I was catching up again on my favorite periodical (Morbidity and Mortality Weekly Report—the Dengue Fever story is Awe.Some.) I came across the official recommendations for Gardasil for males. Gardasil is the vaccine produced by Merck that can protect women against infection by four strains of human papilloma virus (HPV). The vaccine has been shown to prevent genital warts and pre-cancerous lesions caused by the virus. The vaccine, in conjunction with Pap tests, has the potential to significantly reduce the incidence of cervical cancer.
Of course, HPV infections do not arise spontaneously on the female cervix. In heterosexuals, HPV is passed between male and female partners, but men, not having a cervix, do not suffer the same consequences. They do, however, get genital warts and sometimes develop penile, anal, and oral cancers due to HPV. Men who have sex with men are at even higher risk than men who strictly have sex with women.
So there are several potential advantages to vaccinating men against HPV: it can protect them against genital warts and certain cancers; and it can protect their partners. In October of 2009, the FDA approved the HPV vaccine for use in males. An analysis by the Advisory Committee on Immunization Practices (ACIP) published in a recent MMWR gives us some guidance into the use of the vaccine in males.

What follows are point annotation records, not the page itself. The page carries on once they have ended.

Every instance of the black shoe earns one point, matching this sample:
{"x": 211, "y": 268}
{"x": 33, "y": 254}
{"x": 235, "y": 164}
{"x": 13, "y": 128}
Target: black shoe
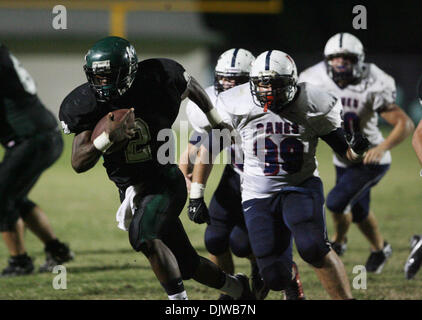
{"x": 56, "y": 253}
{"x": 294, "y": 291}
{"x": 18, "y": 266}
{"x": 339, "y": 248}
{"x": 377, "y": 259}
{"x": 414, "y": 261}
{"x": 246, "y": 293}
{"x": 259, "y": 288}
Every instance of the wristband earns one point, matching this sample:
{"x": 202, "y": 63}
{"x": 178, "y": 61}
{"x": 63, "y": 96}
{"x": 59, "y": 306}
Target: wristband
{"x": 355, "y": 155}
{"x": 102, "y": 142}
{"x": 213, "y": 117}
{"x": 196, "y": 190}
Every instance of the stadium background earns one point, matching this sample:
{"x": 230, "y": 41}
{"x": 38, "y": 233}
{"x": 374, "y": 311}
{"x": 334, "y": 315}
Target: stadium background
{"x": 195, "y": 33}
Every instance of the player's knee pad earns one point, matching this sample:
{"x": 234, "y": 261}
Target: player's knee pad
{"x": 8, "y": 215}
{"x": 335, "y": 202}
{"x": 359, "y": 214}
{"x": 216, "y": 239}
{"x": 188, "y": 265}
{"x": 25, "y": 207}
{"x": 276, "y": 274}
{"x": 312, "y": 248}
{"x": 239, "y": 242}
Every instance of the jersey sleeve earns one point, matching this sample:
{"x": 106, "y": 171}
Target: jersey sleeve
{"x": 197, "y": 118}
{"x": 78, "y": 111}
{"x": 15, "y": 81}
{"x": 385, "y": 92}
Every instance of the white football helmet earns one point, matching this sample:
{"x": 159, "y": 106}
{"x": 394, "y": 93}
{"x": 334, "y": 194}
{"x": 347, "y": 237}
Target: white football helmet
{"x": 233, "y": 66}
{"x": 273, "y": 80}
{"x": 346, "y": 45}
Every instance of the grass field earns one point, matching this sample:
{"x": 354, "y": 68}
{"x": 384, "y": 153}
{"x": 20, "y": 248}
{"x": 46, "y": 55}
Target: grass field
{"x": 82, "y": 210}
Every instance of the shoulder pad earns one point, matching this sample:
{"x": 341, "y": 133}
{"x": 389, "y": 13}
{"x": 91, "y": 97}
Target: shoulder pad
{"x": 236, "y": 101}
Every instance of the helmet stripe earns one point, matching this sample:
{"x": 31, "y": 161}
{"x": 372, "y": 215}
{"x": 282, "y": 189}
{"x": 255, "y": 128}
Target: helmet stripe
{"x": 267, "y": 60}
{"x": 234, "y": 57}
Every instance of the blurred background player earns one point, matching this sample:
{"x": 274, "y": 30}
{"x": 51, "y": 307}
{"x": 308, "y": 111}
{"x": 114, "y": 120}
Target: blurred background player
{"x": 366, "y": 92}
{"x": 32, "y": 142}
{"x": 226, "y": 230}
{"x": 414, "y": 261}
{"x": 280, "y": 123}
{"x": 152, "y": 193}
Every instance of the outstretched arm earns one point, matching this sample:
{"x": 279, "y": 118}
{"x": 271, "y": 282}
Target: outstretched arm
{"x": 417, "y": 141}
{"x": 85, "y": 153}
{"x": 198, "y": 95}
{"x": 402, "y": 128}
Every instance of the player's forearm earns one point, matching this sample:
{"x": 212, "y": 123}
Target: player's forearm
{"x": 203, "y": 167}
{"x": 402, "y": 129}
{"x": 187, "y": 158}
{"x": 417, "y": 142}
{"x": 84, "y": 153}
{"x": 402, "y": 126}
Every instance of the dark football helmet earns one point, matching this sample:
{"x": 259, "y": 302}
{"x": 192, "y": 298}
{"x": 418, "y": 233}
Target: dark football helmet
{"x": 110, "y": 68}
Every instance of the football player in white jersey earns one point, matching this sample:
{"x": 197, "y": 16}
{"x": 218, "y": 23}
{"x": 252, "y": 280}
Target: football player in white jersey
{"x": 414, "y": 261}
{"x": 279, "y": 123}
{"x": 226, "y": 230}
{"x": 366, "y": 93}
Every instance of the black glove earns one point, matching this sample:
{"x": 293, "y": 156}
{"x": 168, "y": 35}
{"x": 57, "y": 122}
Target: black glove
{"x": 359, "y": 143}
{"x": 198, "y": 211}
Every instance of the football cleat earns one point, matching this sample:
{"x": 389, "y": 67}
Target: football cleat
{"x": 294, "y": 291}
{"x": 339, "y": 248}
{"x": 414, "y": 261}
{"x": 56, "y": 254}
{"x": 259, "y": 288}
{"x": 246, "y": 292}
{"x": 377, "y": 259}
{"x": 18, "y": 266}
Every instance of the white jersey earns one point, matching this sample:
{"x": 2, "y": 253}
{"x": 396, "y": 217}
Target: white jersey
{"x": 279, "y": 150}
{"x": 361, "y": 102}
{"x": 200, "y": 124}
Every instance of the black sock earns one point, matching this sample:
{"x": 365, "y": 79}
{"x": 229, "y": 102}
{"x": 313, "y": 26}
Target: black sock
{"x": 174, "y": 286}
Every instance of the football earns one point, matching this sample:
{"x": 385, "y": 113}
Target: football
{"x": 100, "y": 128}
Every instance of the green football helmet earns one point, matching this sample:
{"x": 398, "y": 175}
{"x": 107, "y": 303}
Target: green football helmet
{"x": 110, "y": 68}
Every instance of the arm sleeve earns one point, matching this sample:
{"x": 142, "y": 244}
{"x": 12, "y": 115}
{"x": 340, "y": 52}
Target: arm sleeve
{"x": 386, "y": 95}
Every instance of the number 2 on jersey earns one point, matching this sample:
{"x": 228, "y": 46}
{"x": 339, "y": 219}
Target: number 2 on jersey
{"x": 138, "y": 148}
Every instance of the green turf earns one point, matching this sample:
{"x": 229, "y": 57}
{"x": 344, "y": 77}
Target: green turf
{"x": 82, "y": 209}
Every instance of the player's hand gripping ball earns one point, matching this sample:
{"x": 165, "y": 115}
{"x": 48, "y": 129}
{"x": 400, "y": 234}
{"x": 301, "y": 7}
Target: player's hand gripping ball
{"x": 120, "y": 127}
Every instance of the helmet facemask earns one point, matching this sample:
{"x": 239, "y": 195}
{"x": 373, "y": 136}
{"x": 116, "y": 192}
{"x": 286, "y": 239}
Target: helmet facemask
{"x": 347, "y": 76}
{"x": 273, "y": 92}
{"x": 110, "y": 83}
{"x": 227, "y": 80}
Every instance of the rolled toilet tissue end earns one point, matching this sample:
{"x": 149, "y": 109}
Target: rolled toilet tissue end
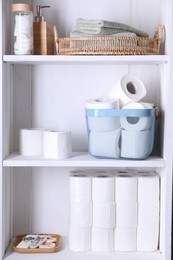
{"x": 129, "y": 88}
{"x": 57, "y": 144}
{"x": 31, "y": 142}
{"x": 136, "y": 123}
{"x": 105, "y": 144}
{"x": 103, "y": 123}
{"x": 102, "y": 239}
{"x": 79, "y": 239}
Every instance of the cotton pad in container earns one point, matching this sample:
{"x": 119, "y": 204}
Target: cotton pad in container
{"x": 136, "y": 123}
{"x": 102, "y": 123}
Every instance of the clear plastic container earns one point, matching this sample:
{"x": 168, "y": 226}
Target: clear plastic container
{"x": 23, "y": 29}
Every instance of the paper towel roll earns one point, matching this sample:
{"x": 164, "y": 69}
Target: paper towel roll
{"x": 148, "y": 238}
{"x": 103, "y": 188}
{"x": 148, "y": 188}
{"x": 129, "y": 88}
{"x": 81, "y": 214}
{"x": 126, "y": 214}
{"x": 79, "y": 239}
{"x": 105, "y": 144}
{"x": 31, "y": 142}
{"x": 102, "y": 239}
{"x": 126, "y": 188}
{"x": 104, "y": 215}
{"x": 136, "y": 123}
{"x": 103, "y": 123}
{"x": 80, "y": 187}
{"x": 57, "y": 145}
{"x": 125, "y": 239}
{"x": 136, "y": 144}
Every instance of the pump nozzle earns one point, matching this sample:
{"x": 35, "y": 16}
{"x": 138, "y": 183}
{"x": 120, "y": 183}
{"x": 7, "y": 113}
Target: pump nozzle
{"x": 39, "y": 17}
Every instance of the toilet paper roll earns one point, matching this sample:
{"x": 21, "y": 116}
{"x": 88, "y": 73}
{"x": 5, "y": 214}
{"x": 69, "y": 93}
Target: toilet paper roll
{"x": 126, "y": 188}
{"x": 136, "y": 144}
{"x": 125, "y": 239}
{"x": 103, "y": 188}
{"x": 129, "y": 88}
{"x": 102, "y": 239}
{"x": 136, "y": 123}
{"x": 31, "y": 142}
{"x": 126, "y": 214}
{"x": 57, "y": 145}
{"x": 104, "y": 215}
{"x": 105, "y": 144}
{"x": 148, "y": 213}
{"x": 80, "y": 187}
{"x": 81, "y": 214}
{"x": 148, "y": 238}
{"x": 148, "y": 188}
{"x": 79, "y": 239}
{"x": 103, "y": 123}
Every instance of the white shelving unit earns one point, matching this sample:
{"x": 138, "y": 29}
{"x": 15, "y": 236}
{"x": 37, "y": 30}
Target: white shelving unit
{"x": 50, "y": 92}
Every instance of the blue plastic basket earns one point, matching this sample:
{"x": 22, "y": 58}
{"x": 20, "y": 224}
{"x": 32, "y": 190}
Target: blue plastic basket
{"x": 120, "y": 133}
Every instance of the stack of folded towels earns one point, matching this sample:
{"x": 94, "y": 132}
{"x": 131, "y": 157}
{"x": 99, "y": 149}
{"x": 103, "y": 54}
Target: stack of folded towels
{"x": 95, "y": 28}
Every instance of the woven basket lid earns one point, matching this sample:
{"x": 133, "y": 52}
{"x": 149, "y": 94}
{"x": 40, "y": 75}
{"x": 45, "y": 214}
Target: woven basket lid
{"x": 22, "y": 7}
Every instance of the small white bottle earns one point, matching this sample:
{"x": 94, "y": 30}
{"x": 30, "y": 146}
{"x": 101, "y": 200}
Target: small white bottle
{"x": 23, "y": 28}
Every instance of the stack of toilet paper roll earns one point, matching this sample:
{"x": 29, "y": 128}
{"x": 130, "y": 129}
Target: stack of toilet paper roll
{"x": 80, "y": 215}
{"x": 121, "y": 136}
{"x": 46, "y": 143}
{"x": 114, "y": 211}
{"x": 126, "y": 197}
{"x": 148, "y": 213}
{"x": 103, "y": 213}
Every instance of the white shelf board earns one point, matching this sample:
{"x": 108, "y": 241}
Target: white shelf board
{"x": 111, "y": 59}
{"x": 65, "y": 254}
{"x": 79, "y": 159}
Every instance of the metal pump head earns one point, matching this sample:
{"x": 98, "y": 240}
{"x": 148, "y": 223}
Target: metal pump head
{"x": 39, "y": 17}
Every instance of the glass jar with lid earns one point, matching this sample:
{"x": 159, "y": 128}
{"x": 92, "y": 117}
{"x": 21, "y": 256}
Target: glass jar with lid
{"x": 23, "y": 24}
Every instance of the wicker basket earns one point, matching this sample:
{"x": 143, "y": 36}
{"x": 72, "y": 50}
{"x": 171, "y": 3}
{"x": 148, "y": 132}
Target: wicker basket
{"x": 111, "y": 45}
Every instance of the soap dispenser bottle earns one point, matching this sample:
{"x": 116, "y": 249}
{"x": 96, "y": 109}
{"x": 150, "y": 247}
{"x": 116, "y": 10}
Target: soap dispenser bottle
{"x": 43, "y": 34}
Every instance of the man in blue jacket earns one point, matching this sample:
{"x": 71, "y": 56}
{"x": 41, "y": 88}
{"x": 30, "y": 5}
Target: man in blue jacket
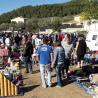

Studies show that the HPV vaccine is very effective at preventing genital warts in vaccinated men. In addition, vaccinated males were found to have a good antibody response to the vaccine. The ACIP did some mathematical modeling to assess the affect of vaccination on the overall population burden of HPV disease. They found that if greater than 80% of females were vaccinated, the cost/benefit ratio of vaccinating males was not terribly favorable. When fewer than 80% of females are vaccinated (which is the current case), there may or may not be a cost/benefit advantage to vaccinating males. Because of this, one recommended strategy for addressing the societal burden of HPV disease is to improve vaccination rates in females, who suffer the higher burden of this infection.
Using the data, they came up with a recommendation of optional vaccination of young males to reduce their personal risk for genital warts. After formulating their recommendations, further data has become available showing that the shot is very effective at reducing precancerous anal lesions in men who have sex with men. I would argue that this group should also be targeted for vaccination.
In sum, the data show that Gardasil is effective in females. They also show that it is effective at preventing genital warts in all men, and probably in preventing anal cancers in men who have sex with men. Given that men are usually the source of infection in women, we should keep an eye on the data and on the cost of vaccination to see if more widespread vaccination of males would be appropriate.